Question

Prove that the purple shaded area is equal to the area of incircle of the equilateral triangle (yellow striped circle)?

Answer 1

Explanation:

The area of the incircle is `pir^2`.

Noting the right triangle with hypotenuse `R` and leg `r` at the base of the equilateral triangle, through trigonometry or the properties of `30˚-60˚-90˚` right triangles we can establish the relationship that `R=2r`.

Note that the angle opposite `r` is `30˚` since the equilateral triangle's `60˚` angle was bisected.

This same triangle can be solved through the Pythagorean theorem to show that half the side length of the equilateral triangle is `sqrt(R^2-r^2)=sqrt(4r^2-r^2)=rsqrt3`.

Now examining half of the equilateral triangle as a right triangle, we see that the height `h` of the equilateral triangle can be solved for in terms of `r` using the relationship `tan(60˚)=h/(rsqrt3)`. Since `tan(60˚)=sqrt3`, this becomes `h/(rsqrt3)=sqrt3` so `h=3r`.

The area of the equilateral triangle is then `1/2bh`, and its base is `2rsqrt3` and its height `3r`. Thus, its area is `1/2(2rsqrt3)(3r)=3r^2sqrt3`.

The area of the smaller shaded region is equal to one-third the area of the equilateral triangle minus the incircle, or `1/3(3r^2sqrt3-pir^2)` which is equivalent to `r^2((3sqrt3-pi)/3)`.

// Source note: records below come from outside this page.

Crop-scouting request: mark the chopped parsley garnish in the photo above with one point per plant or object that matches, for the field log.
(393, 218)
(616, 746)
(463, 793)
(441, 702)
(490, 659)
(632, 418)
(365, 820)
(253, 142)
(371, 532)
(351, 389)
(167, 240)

The area of the larger circle is `piR^2=pi(2r)^2=4pir^2`.

The area of the larger shaded region is one-third the larger circle's area minus the area of the equilateral triangle, or `1/3(4pir^2-3r^2sqrt3)` which simplifies to be `r^2((4pi-3sqrt3)/3)`.

The total area of the shaded area is then `r^2((3sqrt3-pi)/3)+r^2((4pi-3sqrt3)/3)=r^2((3sqrt3-3sqrt3-pi+4pi)/3)=r^2((3pi)/3)=pir^2`, which is equivalent to the incircle's area.

Answer 2

Explanation:

For an equilateral triangle center of gravity , center of circumcircle and orthocenter coincide.
So Radius of cicumcircle (R) and radius of incircle (r) will have following relation

`R:r=2:1=>R=2r`

Now from the figure it is obvious that area of the BIG purple shaded region`=1/3(piR^2-Delta)`

And area of the SMALL purple shaded region`=1/3(Delta-pir^2)`

where `Delta` represents the area of the equilateral triangle.

So

`color(purple)("TOTAL area of the BIG and SMALL purple shaded region"`

`=1/3(piR^2-Delta)+1/3(Delta-pir^2)`

`=1/3(piR^2-cancelDelta+cancelDelta-pir^2)`

Inserting R =2r

`=1/3(pi(2r)^2-pir^2)`

`=1/3(4pir^2-pir^2)`

`=1/cancel3xxcancel3pir^2`

`=pir^2->color(orange)"Area of yellow striped circle"`